Copper isotope data suggest that isotopic fractionation mechanisms operating in high temperature hydrothermal environments can produce significant ranges in d⁶⁵Cu values. Mineralization from copper porphyry and related skarn deposits tends to have larger d⁶⁵Cu ranges in primary, hypogene mineralization compared to ranges from other deposits types. To substantiate the significance of fluid-mineral copper isotope fractionation at high temperature, a preliminary fluid-chalcopyrite copper isotope fractionation has been experimentally determined at 300°C. Under the experimental conditions, this fractionation may be up to 0.7‰ (d⁶⁵Cu_{NIST SRM 976}), negative, and appears to vary depending on the fluid salinity. The direction of fractionation suggests that during a single mineralizing event the continued step-wise equilibrium precipitation of chalcopyrite from an ore forming fluid could produce a large range in d⁶⁵Cu, and chalcopyrite would become isotopically lighter as precipitation proceeded.
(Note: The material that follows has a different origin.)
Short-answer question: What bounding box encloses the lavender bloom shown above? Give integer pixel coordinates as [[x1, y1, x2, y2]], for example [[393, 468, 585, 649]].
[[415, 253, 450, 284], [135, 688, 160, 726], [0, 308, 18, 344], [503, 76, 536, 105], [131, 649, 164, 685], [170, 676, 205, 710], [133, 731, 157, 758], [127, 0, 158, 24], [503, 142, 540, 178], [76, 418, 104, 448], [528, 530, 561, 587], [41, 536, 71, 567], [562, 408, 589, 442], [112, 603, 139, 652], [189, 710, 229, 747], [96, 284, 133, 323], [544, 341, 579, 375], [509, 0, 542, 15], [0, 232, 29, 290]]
Massive mineralization produces more limited isotopic ranges with less extreme d⁶⁵Cu values. Modeling isotopically zoned copper mineralization from the porphyry related skarn at Coroccohuayco, Perú, using this experimentally determined fluid-mineral fractionation and the geologic context of the mineralization constrains the initial d⁶⁵Cu value of the ore forming fluid to 0.2-0.3‰ d⁶⁵Cu. However, this value may represent an already isotopically evolved fluid produced from various hydrothermal processes, such as leaching and/or remobilization of copper from metal sources. Other preliminary copper isotope data from high-sulfidation veins superimposed on porphyry systems suggest that some of the copper in these veins may indeed be derived from earlier porphyry ores. Isotopic fractionation of copper during the remobilization process appears to be demonstrated in these late veins, where bornite is isotopically heavy, relative to primary precipitated hypogene bornite.